On 4/24/13 11:25 PM, Christian Beikov wrote:
> Well I understand that there is only one SecurityManager per JVM,
> but as you mentioned I can restrict actions for specific CodeBases.
> This is what I am actually trying to do. I want the student web
> applications to have only a hand full of permissions defined in a
> policy file.

I'm curious as to what permissions you want them to have while
restricting others. Can you give some examples?

> I think I explained my self wrong earlier. The policy file I am
> speaking of, the one I want to apply to student projects, is more
> like a set of permissions that I want to give the web applications.
> I mainly want my testsuite and everything packaged with it to have
> all permissions. Generally the student projects should have no
> permissions. I want to give these applications only a minimal set
> of permissions, only the ones they actually would need to fullfil
> their tasks.

I understand what you are saying, but examples would certainly help.

> The WebappClassLoader supports the method
> addPermission(Permission) which is nice somehow, but I don't want
> to hard code the permissions but rather have them in a policy file
> or so.

I actually had no idea that WebappClassLoader had a set of
"addPermission" methods. I'll have to read more about those.... they
seem to give access to the parent classes (URLClassLoader,
SecureClassLoader)'s permissions lists. Cool if it works.

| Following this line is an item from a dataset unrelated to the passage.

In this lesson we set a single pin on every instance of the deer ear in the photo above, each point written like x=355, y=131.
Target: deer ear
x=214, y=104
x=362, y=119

I honestly had no idea that some ClassLoaders maintain their own
permissions lists.

> The reason for having the permissions in a policy file is mainly
> because I thought I can configure something in context.xml so that
> the policy file gets picked up by tomcat.

If you want this, then you'll have to do a couple of things:

1. Make sure the context.xml always has the stuff you want (and isn't
under control of the student, for instance -- otherwise they can just
give themselves whatever permissions they want)

2. Create a ServletContextListener that runs on startup

3. Your listener needs to parse your policy and apply it to the
WebappClassLoader. I wouldn't be surprised if the webapp itself is not
permitted to add permissions to the WebappClassLoader. You might have
to put your ServletContextListener higher-up in the ClassLoader
hierarchy in order to be allowed to call that method.

4. Figure out how to parse a policy file.

Note that #4 just means /your/ policy file. It doesn't have to be a
classic "Java Policy File". You could have a simple policy file like this:

java.io.File.read=/path/to/some/data
java.io.File.write=/dev/null

Then you can parse it any way you like. Use XML if it's more convenient.

> I just don't want to have these applications running on my computer
> not knowing what they actually do. To be honest I couldn't think of
> any permission I would give a student application. The libraries
> that can be used are predefined, so I give these jar files the
> permissions for reflection or whatever they need to work properly.

If you don't know what permissions they would need, maybe you should
wait until you actually need to give those permissions before you
spend a lot of time building infrastructure to support granting them.

> Am I simplifying the whole thing and is what I want much harder to 
> achive than I think?

If it were me, I'd look at a particular project and imagine any
privileges you'd need to give to a webapp in order for it to function.
For instance, if you have a webapp that is just a "Hello World" then
you don't need any permissions.

If you need to access a database, then you'll need to give them access
to that, too. If everyone needs access to the same database, maybe
just make it a top-level permission that all code can access
localhost:1234 or whatever in order to contact the database.

I think you'll find that lots of what you want can be configured at
the global level without worrying too much about assigning permissions
to individual webapps. Instead, all webapps will likely need the same
permissions (e.g. reflection) and you can simply give *all* code in
the JVM permissions to do that.

Then you have much less code to write.